Sphingosine 1-phosphate (S1P) is stored in and released from platelets in response to cell activation. However, recent studies show that it is also released from a number of cell types, where it can function as a paracrine/autocrine signal to regulate cell proliferation, differentiation, survival, and motility. This review discusses the role of S1P in cellular regulation, both at the molecular level and in terms of health and disease.
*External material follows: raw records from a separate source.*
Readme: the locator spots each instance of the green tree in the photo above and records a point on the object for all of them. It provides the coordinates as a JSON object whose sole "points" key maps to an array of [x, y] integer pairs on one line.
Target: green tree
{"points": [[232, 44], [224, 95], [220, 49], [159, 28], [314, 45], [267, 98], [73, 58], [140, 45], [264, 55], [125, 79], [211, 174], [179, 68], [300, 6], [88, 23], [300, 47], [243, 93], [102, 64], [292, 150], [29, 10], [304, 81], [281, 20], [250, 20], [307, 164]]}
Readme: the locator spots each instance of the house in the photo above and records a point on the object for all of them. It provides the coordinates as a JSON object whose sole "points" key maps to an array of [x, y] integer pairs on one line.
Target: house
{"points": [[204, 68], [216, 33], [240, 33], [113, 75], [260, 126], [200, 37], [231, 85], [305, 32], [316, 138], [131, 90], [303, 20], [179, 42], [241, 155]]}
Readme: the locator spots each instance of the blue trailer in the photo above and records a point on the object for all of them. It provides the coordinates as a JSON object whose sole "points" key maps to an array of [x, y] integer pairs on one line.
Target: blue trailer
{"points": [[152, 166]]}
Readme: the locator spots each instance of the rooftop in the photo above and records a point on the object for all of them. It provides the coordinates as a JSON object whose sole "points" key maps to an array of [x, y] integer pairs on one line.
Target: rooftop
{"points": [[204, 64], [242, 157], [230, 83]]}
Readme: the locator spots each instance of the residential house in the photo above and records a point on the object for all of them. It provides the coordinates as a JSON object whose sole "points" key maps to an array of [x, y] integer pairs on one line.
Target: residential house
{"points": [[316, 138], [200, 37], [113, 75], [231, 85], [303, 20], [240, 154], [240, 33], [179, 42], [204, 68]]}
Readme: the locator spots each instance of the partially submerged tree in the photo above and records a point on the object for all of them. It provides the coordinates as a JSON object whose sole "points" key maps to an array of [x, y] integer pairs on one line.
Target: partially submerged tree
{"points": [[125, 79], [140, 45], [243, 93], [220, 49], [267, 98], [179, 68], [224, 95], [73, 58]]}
The main biochemical routes for S1P synthesis (sphingosine kinase) and degradation (S1P lyase and S1P phosphatase) are described. The major focus is on the ability of S1P to bind to a novel family of G-protein-coupled receptors (endothelial differentiation gene [EDG]-1, -3, -5, -6, and -8) to elicit signal transduction (via G(q)-, G(i)-, G(12)-, G(13)-, and Rho-dependent routes). Effector pathways regulated by S1P are divergent, such as extracellular signal-regulated kinase, p38 mitogen-activated protein kinase, phospholipases C and D, adenylyl cyclase, and focal adhesion kinase, and occur in multiple cell types, such as immune cells, neurones, smooth muscle, etc. This provides a molecular basis for the ability of S1P to act as a pleiotropic bioactive lipid with an important role in cellular regulation. We also give an account of the expanding role for S1P in health and disease; in particular, with regard to its role in atherosclerosis, angiogenesis, cancer, and inflammation. Finally, we describe future directions for S1P research and novel approaches whereby S1P signalling can be manipulated for therapeutic intervention in disease.
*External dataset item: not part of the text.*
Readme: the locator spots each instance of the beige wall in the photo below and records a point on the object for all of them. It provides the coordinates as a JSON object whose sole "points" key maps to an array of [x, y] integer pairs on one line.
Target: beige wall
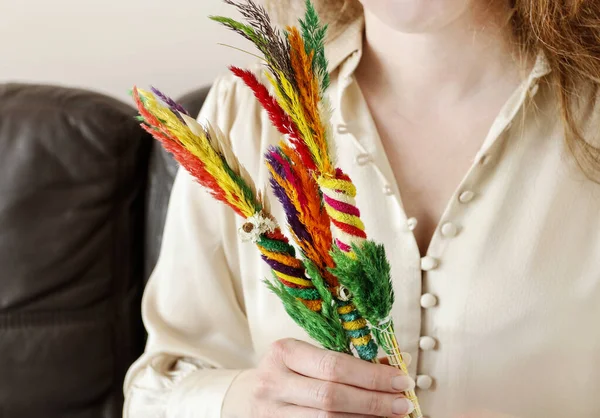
{"points": [[109, 45]]}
Activation of a high affinity Gi protein-coupled plasma membrane receptor by sphingosine-1-phosphate.[Pubmed:8567663]
J Biol Chem. 1996 Jan 26;271(4):2082-7.
Sphingosine-1-phosphate (SPP) has attracted much attention as a possible second messenger controlling cell proliferation and motility and as an intracellular Ca(2+)-releasing agent. Here, we present evidence that SPP activates a G protein-coupled receptor in the plasma membrane of various cells, leading to increase in cytoplasmic Ca2+ concentration ([Ca2+]i), inhibition of adenylyl cyclase, and opening of G protein-regulated potassium channels. In human enbryonic kidney (HEK) cells, SPP potently (EC50, 2 nM) and rapidly increased [Ca2+]i in a pertussis toxin-sensitive manner. Pertussis toxin-sensitive increase in [Ca2+]i was also observed with sphingosylphosphorylcholine (EC50, 460 nM), whereas other sphingolipids, including ceramide-1-phosphate, N-palmitoyl-sphingosine, psychosine, and D-erythro-sphingosine at micromolar concentrations did not or only marginally increased [Ca2+]i. Furthermore, SPP inhibited forskolin-stimulated cAMP accumulation in HEK cells and increased binding of guanosine 5'3-O-(thio) triphosphate to HEK cell membranes. Rapid [Ca2+]i responses were also observed in human transitional bladder carcinoma (J82) cells, monkey COS-1 cells, mouse NIH 3T3 cells, Chinese hamster ovary (CHO-K1) cells, and rat C6 glioma cells, whereas human HL-60 leukemia cells and human erythroleukemia cells failed to respond to SPP. In guinea pig atrial myocytes, SPP activated Gi protein-regulated inwardly rectifying potassium channels. Activation of these channels occurred strictly when SPP was applied at the extracellular face of atrial myocyte plasma membrane as measured in cell-attached and inside-out patch clamp current recordings. We conclude that SPP, in addition to its proposed direct action on intracellular Ca2+ stores, interacts with a high affinity Gi protein-coupled receptor in the plasma membrane of apparently many different cell types.